CURTAIN RAISED ON CONCERT SERIES
After hosting shows by Chase Rice and Chris Janson at the Chesterfield County Fairgrounds complex in fall 2021, Event Makers USA launched the new Chesterfield After Hours concert series at River City Sportsplex this year with a performance by Aaron Lewis and the Stateliners. The series was a hit with music fans across the county, bringing in such well-known acts as Little River Band, 38 Special, Switchfoot, Collective Soul and the Roots N’ Boots Tour with country artists Sammy Kershaw, Aaron Tippin and Collin Raye. We’re excited to see what’s in store for Chesterfield After Hours in 2023.
NEW PUBLIC FACILITIES FOR A GROWING COMMUNITY
Chesterfield broke ground on several public facilities that are needed to address service demands from the fastest-growing population in the Richmond region. That included a new 25,000-square-foot Midlothian Library, a new 15,000-square-foot Matoaca Fire Station No. 8, a mixed-use connector trail at Stratton Park and a replacement for Falling Creek Middle School that will have both increased capacity (1,800 seats) and a design that meets the needs of 21st century education. The county also formally dedicated new fire stations in Midlothian village and the western Route 360 corridor, the two areas that are seeing the greatest influx of new residents.
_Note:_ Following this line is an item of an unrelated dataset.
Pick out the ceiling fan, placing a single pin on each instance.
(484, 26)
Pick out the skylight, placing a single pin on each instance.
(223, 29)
MOVING FORWARD ON STRATEGIC PROPERTIES
The Board of Supervisors rezoned the 41.9-acre Spring Rock Green shopping center, which is now owned by the Chesterfield Economic Development Authority (EDA), for a mixed-use redevelopment project with residential units, office and retail space, public facilities, a hotel, a parking deck and a sports and entertainment facility at the intersection of Midlothian Turnpike and Chippenham Parkway. The project is intended to create synergy with both the adjacent Boulders office park and the Stonebridge development south of Route 60. Following an analysis by veteran motorsports consultant Martyn Thake, the EDA also is preparing to issue a Request for Qualifications from entities interested in redeveloping the former Southside Speedway site with uses complementary to the nearby River City Sportsplex.
Chesterfield mourned the loss of three veteran leaders and dedicated public servants in 2022, including former county administrator Jay Stegmaier, retired sheriff Dennis Proffitt and U.S. Rep. Donald McEachin. Stegmaier, who worked for the county for 37 years, passed away Jan. 20. Proffitt, who was elected sheriff in 2007 and served in that role until 2014, died May 17. And McEachin, recently re-elected to represent part of Chesterfield in the Fourth Congressional District, died Nov. 28. All three men are remembered fondly by the community they served.